In the years after World War II, Johnson County was booming with young families and new homes – but had no county library. 

Around 1950, if you wanted a book in Johnson County, you improvised. A small city library in Olathe existed, and many northeast families crossed into Missouri. For a community built on education and opportunity, the gap was hard to ignore. 

A group of Prairie Village women noticed. Most were stay-at-home mothers active in the Prairie School PTA Library Committee. Supporting the school library wasn’t enough. Neighborhoods were growing fast, fueled by GI Bill home loans, but library services lagged. 

They organized, going door to door and week after week to county commission meetings, often with children beside them. Their message was simple: We need libraries for our kids. 

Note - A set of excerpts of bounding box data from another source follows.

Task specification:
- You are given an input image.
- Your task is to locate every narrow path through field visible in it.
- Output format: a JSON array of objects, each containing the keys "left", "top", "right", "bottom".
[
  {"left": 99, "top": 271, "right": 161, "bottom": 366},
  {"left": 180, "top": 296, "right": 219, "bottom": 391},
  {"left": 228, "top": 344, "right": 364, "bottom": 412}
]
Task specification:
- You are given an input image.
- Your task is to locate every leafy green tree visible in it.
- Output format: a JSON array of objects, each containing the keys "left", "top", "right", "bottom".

Volunteer libraries appeared wherever space existed: a plumbing store in De Soto, a barbershop, a neighborhood basement. In Prairie Village, shelves were tucked into the lower level of a shopping center. Husbands built bookcases. Curtains were sewn. Neighbors donated books. There was no real catalog. Borrowing worked on trust. 

“The history of Friends of Johnson County Library and the history of Johnson County Library are intertwined,” said Marsha Bennett, vice president for education and outreach for the Johnson County Genealogical Society. “We wouldn’t have the library system we have today without those women in Prairie Village lobbying their county commissioners.” 

Their persistence paid off. In 1952, voters approved a bond issue to establish a county library system. By 1955, the county hired its first librarian, Shirley Brother, and opened its first Library in Merriam. The Citizens Library Committee became Friends of the Library in 1956. 

From the start, advocacy was their mission. For every major bond issue, volunteers organized phone banks, attended meetings and urged residents to vote yes. 

As the system grew, Friends took on more roles: selling books removed from the collection. Small sales evolved into large annual events, then bookstores, pop-ups and online shops. Today, Friends is a community-funded nonprofit supported by memberships and book sales, including the Book Nook, a 5,000-square-foot space in Lenexa. 

Each year, they process more than 600,000 donated items, raising over $2.5 million since 1999 and contributing tens of thousands of volunteer hours, making them one of the nation’s most impactful library advocacy groups. They also co-sponsor the Bookmark Design Contest, supply books for Library outreach efforts like Incarcerated Services and keep 1,200 members informed on library funding threats. 

For Bennett, the story is tied to her own. Her mother valued education and gave her and her sister library cards early. She remembers walking to the bookmobile before there were branches and checking out her first book, “Miss Pickerell Goes to Mars.” That love of libraries continued as a parent, making weekly trips with her two children. Later, she worked for the Library in communications and community relations, serving as liaison to Friends. After retiring, she returned as a volunteer, helping patrons trace family histories in the same system she once championed. 

“I’m a big believer in libraries and intellectual freedom and the right to read,” she said. 

Seventy years after those first mothers organized, Friends remain a community-powered force. What began as neighbors helping neighbors continues through Library advocacy, fundraising and volunteer service, grounded in the belief that access to books strengthens communities and connects generations.